With an increasing prevalence of obesity, there is a need for new therapies to improve body weight management and metabolic health. Multi-receptor agonists in development may provide approaches to fulfill this unmet medical need. LY3437943 is a novel, unimolecular triple agonist peptide at the glucagon receptor, GCGR, glucose-dependent insulinotropic polypeptide receptor, GIPR, and glucagon-like peptide-1 receptor, GLP-1R. In vitro, LY3437943 shows balanced GCGR and GLP-1R activity, but more GIPR activity. In obese mice, administration of LY3437943 decreased body weight and improved glycemic control.

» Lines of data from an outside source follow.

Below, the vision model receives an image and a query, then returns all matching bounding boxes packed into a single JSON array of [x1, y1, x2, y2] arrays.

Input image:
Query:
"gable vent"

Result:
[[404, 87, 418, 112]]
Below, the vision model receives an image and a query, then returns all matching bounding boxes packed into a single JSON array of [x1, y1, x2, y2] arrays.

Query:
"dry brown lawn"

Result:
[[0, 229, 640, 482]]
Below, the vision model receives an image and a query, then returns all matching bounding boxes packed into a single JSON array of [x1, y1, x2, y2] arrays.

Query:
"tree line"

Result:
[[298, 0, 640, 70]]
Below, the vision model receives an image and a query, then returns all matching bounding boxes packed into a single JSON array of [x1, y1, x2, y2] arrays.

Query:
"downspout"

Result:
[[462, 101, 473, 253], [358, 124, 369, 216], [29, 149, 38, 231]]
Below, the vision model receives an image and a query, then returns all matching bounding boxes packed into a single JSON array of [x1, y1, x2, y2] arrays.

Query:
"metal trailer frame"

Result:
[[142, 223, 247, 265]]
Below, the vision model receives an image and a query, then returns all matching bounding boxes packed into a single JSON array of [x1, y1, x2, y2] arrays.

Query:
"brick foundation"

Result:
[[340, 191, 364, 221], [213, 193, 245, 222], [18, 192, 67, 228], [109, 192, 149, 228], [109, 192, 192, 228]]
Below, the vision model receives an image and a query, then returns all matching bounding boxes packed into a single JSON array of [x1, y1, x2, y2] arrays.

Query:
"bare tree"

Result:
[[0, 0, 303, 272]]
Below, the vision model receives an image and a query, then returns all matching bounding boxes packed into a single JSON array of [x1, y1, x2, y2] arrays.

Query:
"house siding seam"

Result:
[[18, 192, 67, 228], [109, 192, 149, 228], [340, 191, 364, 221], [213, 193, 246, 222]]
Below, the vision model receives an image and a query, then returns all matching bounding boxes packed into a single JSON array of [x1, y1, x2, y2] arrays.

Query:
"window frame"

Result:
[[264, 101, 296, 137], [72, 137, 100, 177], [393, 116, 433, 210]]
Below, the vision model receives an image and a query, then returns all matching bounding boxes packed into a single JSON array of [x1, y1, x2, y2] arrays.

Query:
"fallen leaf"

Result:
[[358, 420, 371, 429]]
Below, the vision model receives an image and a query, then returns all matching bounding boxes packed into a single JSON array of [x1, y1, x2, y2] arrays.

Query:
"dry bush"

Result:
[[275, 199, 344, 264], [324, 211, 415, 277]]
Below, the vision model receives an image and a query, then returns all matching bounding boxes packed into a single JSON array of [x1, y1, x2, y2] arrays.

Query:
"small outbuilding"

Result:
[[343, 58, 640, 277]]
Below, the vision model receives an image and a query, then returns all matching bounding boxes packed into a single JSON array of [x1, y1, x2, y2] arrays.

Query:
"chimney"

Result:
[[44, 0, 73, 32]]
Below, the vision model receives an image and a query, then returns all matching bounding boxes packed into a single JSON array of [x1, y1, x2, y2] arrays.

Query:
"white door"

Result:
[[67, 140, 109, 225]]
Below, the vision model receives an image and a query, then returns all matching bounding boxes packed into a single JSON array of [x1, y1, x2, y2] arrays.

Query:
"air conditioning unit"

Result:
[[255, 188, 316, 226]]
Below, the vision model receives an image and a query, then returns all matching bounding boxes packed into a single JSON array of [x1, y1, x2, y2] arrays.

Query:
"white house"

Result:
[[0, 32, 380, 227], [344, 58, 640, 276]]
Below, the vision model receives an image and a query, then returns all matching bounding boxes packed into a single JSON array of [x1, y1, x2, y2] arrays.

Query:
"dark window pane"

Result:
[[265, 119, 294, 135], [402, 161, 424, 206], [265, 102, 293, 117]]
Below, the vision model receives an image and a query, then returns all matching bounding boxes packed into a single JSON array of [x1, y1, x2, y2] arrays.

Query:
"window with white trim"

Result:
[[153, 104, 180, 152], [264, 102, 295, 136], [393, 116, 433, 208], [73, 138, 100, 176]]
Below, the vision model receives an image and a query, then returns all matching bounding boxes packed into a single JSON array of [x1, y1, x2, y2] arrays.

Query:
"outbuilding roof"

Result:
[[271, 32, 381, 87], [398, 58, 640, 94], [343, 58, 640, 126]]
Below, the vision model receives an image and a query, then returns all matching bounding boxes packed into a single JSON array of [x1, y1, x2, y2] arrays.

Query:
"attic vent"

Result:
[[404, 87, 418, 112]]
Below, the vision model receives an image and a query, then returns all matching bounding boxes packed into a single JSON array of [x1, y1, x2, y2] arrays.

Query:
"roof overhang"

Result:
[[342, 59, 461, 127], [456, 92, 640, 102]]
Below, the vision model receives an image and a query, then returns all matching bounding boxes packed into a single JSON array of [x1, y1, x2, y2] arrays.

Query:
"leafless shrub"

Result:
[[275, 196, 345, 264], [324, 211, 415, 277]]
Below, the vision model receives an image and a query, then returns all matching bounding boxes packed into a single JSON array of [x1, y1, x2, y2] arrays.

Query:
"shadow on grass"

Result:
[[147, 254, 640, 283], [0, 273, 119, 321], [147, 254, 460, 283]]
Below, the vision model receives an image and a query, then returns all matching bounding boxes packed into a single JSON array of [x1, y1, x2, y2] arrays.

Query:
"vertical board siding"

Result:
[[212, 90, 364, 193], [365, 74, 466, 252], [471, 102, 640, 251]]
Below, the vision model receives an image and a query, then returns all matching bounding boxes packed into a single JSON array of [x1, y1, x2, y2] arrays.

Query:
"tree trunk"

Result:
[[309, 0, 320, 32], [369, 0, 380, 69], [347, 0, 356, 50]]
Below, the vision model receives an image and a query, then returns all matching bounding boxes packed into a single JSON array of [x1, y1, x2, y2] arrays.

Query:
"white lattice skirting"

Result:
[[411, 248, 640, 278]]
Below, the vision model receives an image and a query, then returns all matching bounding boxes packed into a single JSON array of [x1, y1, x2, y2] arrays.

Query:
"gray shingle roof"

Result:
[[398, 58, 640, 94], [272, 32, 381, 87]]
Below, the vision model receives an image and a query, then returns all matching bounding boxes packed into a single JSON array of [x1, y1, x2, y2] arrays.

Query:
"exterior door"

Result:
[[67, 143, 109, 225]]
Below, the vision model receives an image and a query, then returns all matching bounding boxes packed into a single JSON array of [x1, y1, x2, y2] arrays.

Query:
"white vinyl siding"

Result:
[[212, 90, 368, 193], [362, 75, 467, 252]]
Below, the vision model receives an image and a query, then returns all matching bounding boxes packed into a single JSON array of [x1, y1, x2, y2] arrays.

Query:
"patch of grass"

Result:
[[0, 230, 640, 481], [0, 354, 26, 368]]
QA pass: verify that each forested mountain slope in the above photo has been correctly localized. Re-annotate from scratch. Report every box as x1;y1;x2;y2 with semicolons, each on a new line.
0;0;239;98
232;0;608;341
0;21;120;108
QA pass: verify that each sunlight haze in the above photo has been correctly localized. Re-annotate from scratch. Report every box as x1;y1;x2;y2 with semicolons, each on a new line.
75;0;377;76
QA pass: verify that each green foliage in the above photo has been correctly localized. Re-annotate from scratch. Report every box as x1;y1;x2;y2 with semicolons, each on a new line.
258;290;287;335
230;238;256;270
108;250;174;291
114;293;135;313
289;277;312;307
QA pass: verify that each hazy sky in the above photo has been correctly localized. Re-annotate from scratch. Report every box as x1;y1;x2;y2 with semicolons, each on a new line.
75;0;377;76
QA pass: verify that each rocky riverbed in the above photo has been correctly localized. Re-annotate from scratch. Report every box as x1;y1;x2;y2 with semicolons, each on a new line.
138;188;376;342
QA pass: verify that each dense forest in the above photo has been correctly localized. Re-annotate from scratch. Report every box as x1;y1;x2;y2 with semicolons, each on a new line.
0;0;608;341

Body weight loss could be attributed to a combination of energy expenditure, primarily mediated by GCGR, and food intake, driven primarily by GLP-1R and GIPR. In a randomized, double-blind, placebo- controlled, Phase 1 proof-of-concept study, we assessed the safety and tolerability of multiple ascending doses of LY in patients with type 2 diabetes, T2D. Vital signs, laboratory data and adverse events, AEs, were monitored to assess safety and tolerability. Efficacy was assessed by monitoring change in glycated hemoglobin, HbA_1c, and body weight at week 12.

The most common treatment-emergent AEs were gastrointestinal, nausea and diarrhea, which were mostly mild in severity. By week 12, mean HbA_1c decreased from baseline in all groups, with higher doses of LY showing statistically significant baseline-adjusted decreases of up to 1.90%. Dose-dependent decreases in mean baseline-adjusted body weight of up to 8.65 kg were observed with LY.

In conclusion, LY3437943 showed a safety and tolerability profile similar to other incretins. Its pharmacokinetic profile supported once-weekly dosing. Promising glycemic and body weight loss efficacy within these studies highlights the potential for LY to provide additional benefit versus existing therapies in treatment of T2D and obesity.